0
votes

Before sending my scenarii to our Jenkins/Gatling instance I would like to validate them on my laptop where I write them. Actually I run gatling locally and stop it as soon as it starts, but this is not optimal and I look for a solution to check them with scalac as Gatling does not have a check option. But when running scalac on scenario I always have

Homepage.scala:1: error: object duration is not a member of package concurrent import scala.concurrent.duration._

How do you validate your scenario, can someone helps me using scalac ?

Thanks !

1
That's weird. Are you using an old version of scala? I'm pretty sure scala.concurrent.duration is in the standard library. Maybe you have another package called scala? In that case you can use an absolute import, _root_.scala.concurrent.duration._. - lmm
Post your code.
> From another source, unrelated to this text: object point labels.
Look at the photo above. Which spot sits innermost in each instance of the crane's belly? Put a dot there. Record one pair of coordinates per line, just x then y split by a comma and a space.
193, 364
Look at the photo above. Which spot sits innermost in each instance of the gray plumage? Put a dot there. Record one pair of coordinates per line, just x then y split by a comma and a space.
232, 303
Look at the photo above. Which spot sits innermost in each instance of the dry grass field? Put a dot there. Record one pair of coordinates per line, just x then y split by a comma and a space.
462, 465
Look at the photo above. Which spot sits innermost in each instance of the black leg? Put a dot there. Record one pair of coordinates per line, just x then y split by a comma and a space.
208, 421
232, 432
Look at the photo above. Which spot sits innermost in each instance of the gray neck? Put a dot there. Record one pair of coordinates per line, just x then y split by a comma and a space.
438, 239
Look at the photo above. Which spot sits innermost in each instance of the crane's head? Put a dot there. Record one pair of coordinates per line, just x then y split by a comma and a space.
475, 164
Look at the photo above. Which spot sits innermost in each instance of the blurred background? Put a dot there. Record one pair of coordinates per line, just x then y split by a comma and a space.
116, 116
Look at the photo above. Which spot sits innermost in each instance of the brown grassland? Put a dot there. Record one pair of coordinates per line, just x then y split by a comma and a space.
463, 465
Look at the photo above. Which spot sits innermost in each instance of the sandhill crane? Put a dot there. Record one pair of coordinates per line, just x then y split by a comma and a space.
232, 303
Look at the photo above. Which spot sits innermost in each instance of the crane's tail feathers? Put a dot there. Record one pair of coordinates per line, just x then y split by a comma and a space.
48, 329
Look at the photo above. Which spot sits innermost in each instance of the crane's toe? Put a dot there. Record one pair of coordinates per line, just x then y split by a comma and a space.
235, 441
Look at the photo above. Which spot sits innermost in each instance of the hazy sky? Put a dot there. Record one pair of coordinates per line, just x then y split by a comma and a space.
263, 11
Otherwise, we're just guessing - The Archetypal Paul
At this point, the only sane explanation is that you're running Scala 2.9 or older. - Stephane Landelle
scala version 2.9.2 under debian wheezy - Rodolphe
Posting complete answer below, then. - Stephane Landelle

1 Answers

1
votes

Scala version numbering uses the following rule: "Epoch"."Major"."Minor"."Fix".

Major versions, that happen every 2 year or so, are not binary compatible, meaning that you can't run a code compiled with a 2.11 compiler with a 2.10 runtime and vice-versa.

Here, you're trying to use the scala.concurrent.duration package that was introduced in Scala 2.10, but you're running with 2.9. Obviously, this package doesn't exist in this version, and that's exactly what the compiler tells you.

  • If you're running Gatling 1.X (EOL'ed), you have to use Scala 2.9.
  • If you're running Gatling 2.0.X, you have to use Scala 2.10.
  • If you're running Gatling 2.1.X, you have to use Scala 2.11.